Un cane che resuscita, malamente truccato perché le cataratte gli dessero un’aria cattiva; una mezza indemoniata che fa l’occhiolino prima di scatenare lo sguardo di Satana, o di Lucy – se preferite la citazione dal recente polpettone di Besson; un asettico laboratorio medico che diventa il set di un’idea vecchissima – ridare la vita ai morti – e finisce, difatti, per ambientare una sorta di dimensione parallela da incubo: The Lazarus Effect di David Gelb annacqua un po’ di fuffa pseudoscientifica con cucchiaiate d’horror d’annata – da Mary Shelley fino a Splice – ma difetta proprio nell’aria dannata che non ha, e che mai potrebbe avere con quella frettolosa narrazione taglia e cuci, con quelle tattiche spaventa-spettatore da piccoli brividi, con quei cenni etico-religiosi poco credibili in bocca a personaggi così pacchianamente sagomati. Ci prendiamo la tensione ed il po’ di pelle d’oca della seconda parte, per il resto: niente domande, niente lodi e – soprattutto – dimenticare in fretta.

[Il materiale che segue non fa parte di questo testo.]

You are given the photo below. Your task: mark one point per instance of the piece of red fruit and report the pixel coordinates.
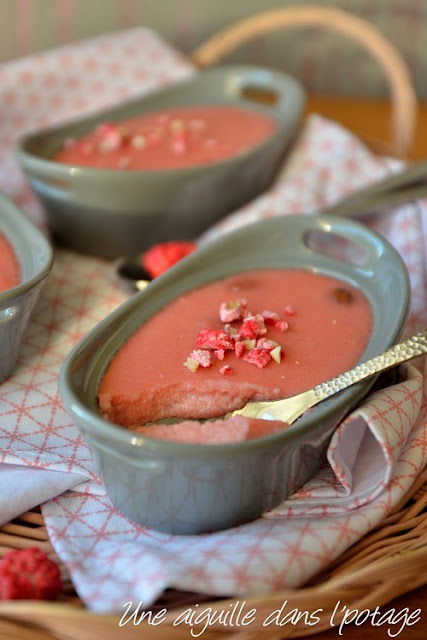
(29, 574)
(162, 256)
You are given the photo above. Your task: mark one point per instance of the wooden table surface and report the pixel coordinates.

Un problema di tensione – elettrica – e la dottoressa Zoe (Olivia Wilde) perde la vita. Col suo team, co-capeggiato dal fidanzato Frank (Mark Duplass), si era introdotta clandestinamente di notte nei laboratori dove s’era consumata l’impresa scientifica di resuscitare un cane, anche se lo studio del gruppo di ricercatori era partito con l’intento di migliorare l’attività cerebrale dei pazienti in coma. Un gigante farmaceutico aveva poi privato i valenti studiosi della paternità dello studio e della possibilità di portarlo a termine, da cui l’idea di ripetere l’esperimento di notte ed il luttuoso patatrac. Ipotesi su due piedi: e se stavolta si provasse a resuscitare proprio la dottoressa, fresca deceduta? Controindicazioni: col cane, c’era stato qualche effetto collaterale.
Tra gli effetti collaterali di The Lazarus Effect c’è probabilmente il sottoutilizzo di Olivia Wilde: occhi d’angelo con lampi luciferini, lascia intravedere interessanti potenzialità da scream queen, ma viene penalizzata da una sceneggiatura non esattamente da urlo. Di fatto, il modo in cui si (s)ragiona del siero che riattiva i circuiti neuronali richiede allo spettatore di disattivare i propri e di limitarsi a godere del grand guignol di effetti da horror economico. Non è irrilevante, allora, il fatto che il film lasci perplessi proprio nello scatenamento delle pulsazioni orrori fiche e nel timing dei colpi di scena: tendenzialmente comatoso e pigro nella prima parte, punta tutto sui venti minuti di shock finale. Questo, probabilmente, è il segmento in cui si perdonano tante delle sciocchezze precedenti e s’accetta il prodotto nella propria dimensione arruffatamente commerciale. Ad altri – chi scrive è tra questi – non basta questo massaggio cardiaco.